Reputable rug dealers get calls every day from people with unrealistic expectations about what their grandmother's antique rug is worth. They know their grandmother purchased the rug years ago, and think it's worth a certain amount since they saw what seemed like a similar rug offered for sale at that price. But the size, dyes used in manufacture, and design all play a part in determining value, and similar-looking rugs may actually turn out to be very different when examined closely.

Additionally, as with all antiques offered for sale, the selling price is often very different than a dealer's asking price. That's why appraisers use comparables, actual selling prices, as often as possible when assessing values. If you don't have access to information about what an antique rug actually sold for, it's difficult to pinpoint a value even if you know the exact origin and age of the piece. Furthermore, you really have to understand not only the makeup of the rug, but the current rug market as well in order to get to the bottom line value at any given time. This an instance in valuing antiques when it's best to consult a professional.

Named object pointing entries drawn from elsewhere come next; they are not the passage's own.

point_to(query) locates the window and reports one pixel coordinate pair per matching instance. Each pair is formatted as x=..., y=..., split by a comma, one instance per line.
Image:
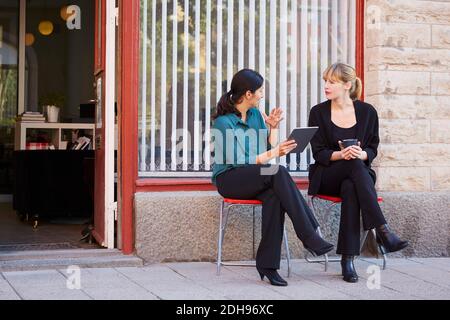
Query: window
x=191, y=49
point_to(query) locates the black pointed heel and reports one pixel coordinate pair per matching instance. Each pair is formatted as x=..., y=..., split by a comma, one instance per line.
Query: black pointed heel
x=388, y=241
x=274, y=278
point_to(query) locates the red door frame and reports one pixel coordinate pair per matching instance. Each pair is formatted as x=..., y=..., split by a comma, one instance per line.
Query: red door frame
x=129, y=183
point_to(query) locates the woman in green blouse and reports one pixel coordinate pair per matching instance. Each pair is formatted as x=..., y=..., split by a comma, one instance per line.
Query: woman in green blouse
x=245, y=140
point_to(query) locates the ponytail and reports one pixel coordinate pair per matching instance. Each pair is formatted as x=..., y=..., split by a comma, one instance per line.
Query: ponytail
x=356, y=90
x=226, y=105
x=242, y=82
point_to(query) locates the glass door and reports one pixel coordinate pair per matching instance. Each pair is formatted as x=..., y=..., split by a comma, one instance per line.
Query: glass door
x=9, y=61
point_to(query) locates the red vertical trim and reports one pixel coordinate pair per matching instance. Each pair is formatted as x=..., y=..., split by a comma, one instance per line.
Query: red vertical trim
x=360, y=45
x=99, y=57
x=128, y=117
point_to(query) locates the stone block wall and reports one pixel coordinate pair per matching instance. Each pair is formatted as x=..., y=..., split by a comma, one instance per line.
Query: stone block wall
x=408, y=81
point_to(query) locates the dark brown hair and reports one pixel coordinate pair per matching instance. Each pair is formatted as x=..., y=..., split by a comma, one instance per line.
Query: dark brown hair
x=243, y=81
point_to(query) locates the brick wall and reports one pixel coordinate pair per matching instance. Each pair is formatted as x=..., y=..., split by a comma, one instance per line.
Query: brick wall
x=408, y=81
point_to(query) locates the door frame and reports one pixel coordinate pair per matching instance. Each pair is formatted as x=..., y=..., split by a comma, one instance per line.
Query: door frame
x=105, y=69
x=128, y=99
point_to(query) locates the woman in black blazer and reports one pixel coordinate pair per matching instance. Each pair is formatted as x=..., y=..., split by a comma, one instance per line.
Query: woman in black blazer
x=346, y=171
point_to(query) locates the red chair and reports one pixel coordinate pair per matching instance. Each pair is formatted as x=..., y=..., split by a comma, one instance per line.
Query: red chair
x=335, y=201
x=225, y=207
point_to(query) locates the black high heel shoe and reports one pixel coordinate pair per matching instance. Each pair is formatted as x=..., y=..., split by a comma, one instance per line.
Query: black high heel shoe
x=348, y=269
x=273, y=276
x=388, y=241
x=317, y=246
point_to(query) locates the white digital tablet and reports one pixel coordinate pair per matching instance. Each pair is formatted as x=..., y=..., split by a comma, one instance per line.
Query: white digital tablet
x=302, y=137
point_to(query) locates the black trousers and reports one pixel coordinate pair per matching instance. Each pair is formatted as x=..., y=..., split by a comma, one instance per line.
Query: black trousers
x=351, y=181
x=279, y=194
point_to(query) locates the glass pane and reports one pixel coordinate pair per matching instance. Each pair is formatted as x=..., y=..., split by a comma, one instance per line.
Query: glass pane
x=9, y=36
x=59, y=56
x=291, y=44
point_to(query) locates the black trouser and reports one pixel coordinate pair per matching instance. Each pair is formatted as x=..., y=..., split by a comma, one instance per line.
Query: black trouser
x=279, y=194
x=351, y=181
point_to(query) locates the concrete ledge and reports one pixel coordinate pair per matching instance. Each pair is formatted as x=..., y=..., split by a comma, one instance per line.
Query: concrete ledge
x=183, y=226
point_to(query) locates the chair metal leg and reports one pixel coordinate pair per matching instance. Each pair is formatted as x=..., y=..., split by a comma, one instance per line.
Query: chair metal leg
x=253, y=229
x=220, y=239
x=363, y=240
x=288, y=253
x=382, y=251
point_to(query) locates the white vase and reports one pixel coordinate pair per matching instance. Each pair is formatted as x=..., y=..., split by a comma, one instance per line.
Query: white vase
x=52, y=113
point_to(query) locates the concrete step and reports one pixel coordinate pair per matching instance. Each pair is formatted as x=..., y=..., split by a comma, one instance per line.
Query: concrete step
x=61, y=260
x=54, y=254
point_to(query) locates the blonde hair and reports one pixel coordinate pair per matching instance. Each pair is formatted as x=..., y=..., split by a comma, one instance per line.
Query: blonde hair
x=343, y=73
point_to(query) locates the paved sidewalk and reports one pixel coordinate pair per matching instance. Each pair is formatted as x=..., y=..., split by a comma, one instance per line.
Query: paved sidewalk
x=403, y=279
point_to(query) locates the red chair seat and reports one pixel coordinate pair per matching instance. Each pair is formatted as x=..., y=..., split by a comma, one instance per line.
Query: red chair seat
x=243, y=202
x=336, y=199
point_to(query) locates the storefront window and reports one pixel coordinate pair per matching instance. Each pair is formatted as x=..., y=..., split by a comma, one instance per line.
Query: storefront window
x=9, y=60
x=191, y=49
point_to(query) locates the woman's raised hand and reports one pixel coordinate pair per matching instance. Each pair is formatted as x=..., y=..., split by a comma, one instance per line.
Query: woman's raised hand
x=273, y=120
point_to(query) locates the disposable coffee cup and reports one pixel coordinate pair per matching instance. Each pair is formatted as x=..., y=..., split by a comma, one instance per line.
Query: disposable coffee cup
x=349, y=142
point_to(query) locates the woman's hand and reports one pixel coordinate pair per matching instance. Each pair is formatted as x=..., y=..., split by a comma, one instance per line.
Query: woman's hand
x=273, y=120
x=280, y=150
x=284, y=148
x=352, y=152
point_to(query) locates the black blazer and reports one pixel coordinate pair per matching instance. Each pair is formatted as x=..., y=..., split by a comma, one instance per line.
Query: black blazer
x=323, y=144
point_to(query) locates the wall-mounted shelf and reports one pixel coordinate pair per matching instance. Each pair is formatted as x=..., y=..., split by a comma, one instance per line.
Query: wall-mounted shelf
x=55, y=130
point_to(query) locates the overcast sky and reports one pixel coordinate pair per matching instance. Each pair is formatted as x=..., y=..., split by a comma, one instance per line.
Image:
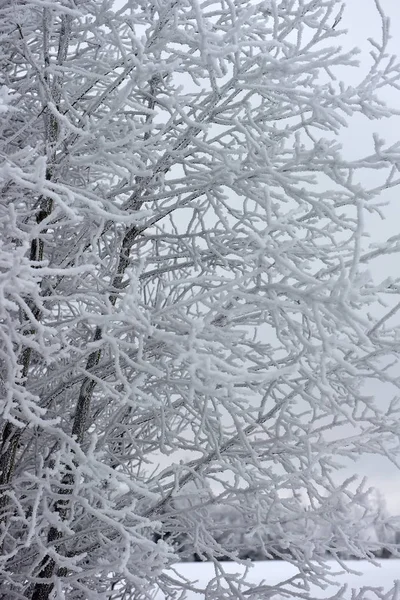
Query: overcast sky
x=362, y=22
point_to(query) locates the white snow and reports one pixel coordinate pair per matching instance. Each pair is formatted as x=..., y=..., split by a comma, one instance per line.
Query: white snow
x=272, y=572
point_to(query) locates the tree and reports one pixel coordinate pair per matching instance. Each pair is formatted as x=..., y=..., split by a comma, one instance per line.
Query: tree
x=185, y=302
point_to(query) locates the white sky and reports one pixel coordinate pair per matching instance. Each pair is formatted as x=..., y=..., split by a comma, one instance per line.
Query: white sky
x=362, y=22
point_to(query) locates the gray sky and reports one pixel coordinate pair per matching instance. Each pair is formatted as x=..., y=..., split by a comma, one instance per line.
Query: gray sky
x=362, y=21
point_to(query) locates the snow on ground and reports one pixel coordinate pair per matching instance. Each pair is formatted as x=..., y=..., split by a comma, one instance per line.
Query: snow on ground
x=272, y=572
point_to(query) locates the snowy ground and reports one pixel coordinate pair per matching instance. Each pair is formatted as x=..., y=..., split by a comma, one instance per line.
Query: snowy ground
x=272, y=572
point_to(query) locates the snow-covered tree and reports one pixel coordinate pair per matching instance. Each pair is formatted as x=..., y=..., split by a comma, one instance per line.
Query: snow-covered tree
x=185, y=305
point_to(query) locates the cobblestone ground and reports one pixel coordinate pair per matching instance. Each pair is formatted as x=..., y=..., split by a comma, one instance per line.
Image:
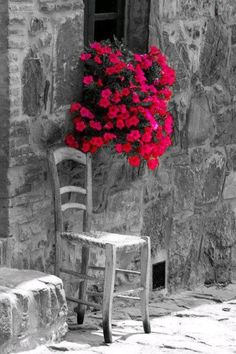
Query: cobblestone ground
x=202, y=321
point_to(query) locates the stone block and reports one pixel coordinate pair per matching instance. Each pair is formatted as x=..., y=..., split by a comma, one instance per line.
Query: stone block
x=200, y=124
x=215, y=52
x=33, y=309
x=69, y=45
x=229, y=190
x=184, y=190
x=32, y=81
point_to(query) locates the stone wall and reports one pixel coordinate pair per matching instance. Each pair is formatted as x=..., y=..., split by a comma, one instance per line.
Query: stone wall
x=43, y=41
x=188, y=205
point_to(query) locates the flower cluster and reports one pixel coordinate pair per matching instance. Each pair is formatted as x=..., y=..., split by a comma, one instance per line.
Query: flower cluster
x=124, y=104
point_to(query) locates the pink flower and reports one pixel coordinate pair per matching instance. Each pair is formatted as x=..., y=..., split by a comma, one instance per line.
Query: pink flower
x=138, y=58
x=86, y=113
x=127, y=147
x=88, y=80
x=86, y=147
x=116, y=97
x=132, y=122
x=104, y=103
x=135, y=98
x=120, y=124
x=74, y=107
x=118, y=148
x=106, y=93
x=109, y=125
x=113, y=111
x=85, y=56
x=108, y=137
x=134, y=161
x=79, y=125
x=97, y=141
x=133, y=136
x=146, y=138
x=97, y=59
x=130, y=67
x=152, y=163
x=168, y=124
x=95, y=125
x=125, y=92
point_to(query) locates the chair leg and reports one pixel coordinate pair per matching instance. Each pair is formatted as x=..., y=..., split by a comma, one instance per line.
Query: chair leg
x=110, y=271
x=145, y=283
x=80, y=309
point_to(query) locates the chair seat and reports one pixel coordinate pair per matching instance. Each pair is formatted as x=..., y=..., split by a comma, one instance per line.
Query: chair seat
x=101, y=239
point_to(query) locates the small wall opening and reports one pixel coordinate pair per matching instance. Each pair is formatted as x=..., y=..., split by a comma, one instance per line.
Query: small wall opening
x=159, y=275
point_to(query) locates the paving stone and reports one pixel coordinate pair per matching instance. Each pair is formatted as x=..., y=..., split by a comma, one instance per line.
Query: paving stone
x=209, y=328
x=33, y=309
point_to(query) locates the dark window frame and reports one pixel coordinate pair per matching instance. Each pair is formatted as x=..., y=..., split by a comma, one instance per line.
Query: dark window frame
x=90, y=17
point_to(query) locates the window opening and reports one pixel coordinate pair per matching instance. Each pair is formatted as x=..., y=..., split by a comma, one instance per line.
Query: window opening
x=104, y=19
x=159, y=275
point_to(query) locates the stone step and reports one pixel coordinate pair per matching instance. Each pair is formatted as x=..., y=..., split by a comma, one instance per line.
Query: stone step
x=33, y=309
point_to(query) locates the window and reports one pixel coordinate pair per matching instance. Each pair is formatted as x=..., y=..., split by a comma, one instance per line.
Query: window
x=104, y=19
x=159, y=275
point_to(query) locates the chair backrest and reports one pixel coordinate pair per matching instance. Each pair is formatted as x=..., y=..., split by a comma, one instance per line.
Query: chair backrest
x=56, y=155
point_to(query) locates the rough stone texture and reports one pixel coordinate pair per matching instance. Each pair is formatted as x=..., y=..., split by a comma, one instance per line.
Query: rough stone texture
x=40, y=77
x=33, y=309
x=201, y=46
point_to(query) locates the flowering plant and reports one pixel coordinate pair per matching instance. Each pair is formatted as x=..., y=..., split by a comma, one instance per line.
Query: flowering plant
x=124, y=103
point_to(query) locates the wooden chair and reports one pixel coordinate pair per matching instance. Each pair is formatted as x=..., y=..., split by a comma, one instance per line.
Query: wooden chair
x=108, y=241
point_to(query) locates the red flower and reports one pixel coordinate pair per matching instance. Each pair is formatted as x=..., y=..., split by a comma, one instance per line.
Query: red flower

Having an Antique Rug Appraised

To have your antique rug appraised contact a reputable dealer, send them photos of your rug, and let them know the purpose of your appraisal:

  • Are you looking to sell it, and want to know how much the dealer would pay for it? If the dealer is making an offer, it's not really an appraisal but rather an offer to purchase at the price set by the dealer.
  • Are you interested in an auction house reserve price estimate? This is the least you would be willing to sell it for at auction - a safety net to protect your interests, so to speak.
  • Do you want an assessment of what a fair market retail value would be? In other words, how much would a dealer expect to get for it if sold to a retail client.
  • Are you wondering what a fair trade in value would be? In this case you're likely looking to upgrade your rug to a better one or change the look of your room.
  • Do you want to insure it, and require a fair market retail value appraisal? These appraisals will always be full written appraisals as required by insurance companies.
After you define the purpose, the appraiser will help you determine the type of appraisal needed:
  • Full written appraisal - These appraisals will usually cost a minimum of $500, if not more, depending on the dealer so be sure to ask what the fee is before having them look at your rug. A full written appraisal costs more since once the document is signed and delivered it is considered to be a legal document. It also takes considerable time to research comparable values and prepare the documentation. In addition, should a legal situation arise relating to the value of the rug, the person who issued the appraisal might get called into court to testify and lay his credibility on the line.
  • Verbal estimation of value - These less formal estimates will usually cost around $100, unless you're asking the dealer to make an offer on the rug. Dealers may do some research on sales of comparable pieces if needed to help them determine values, but no written documentation is provided with a verbal estimation of value.

    Note: It is generally accepted practice in the antiques marketplace that a dealer providing an appraisal should not also make an offer on an antique being appraised. A dealer who does this is behaving unethically, and you should steer clear of doing business with them. Reputable dealers will either act as a buyer making an offer or an appraiser helping you determine value, not both.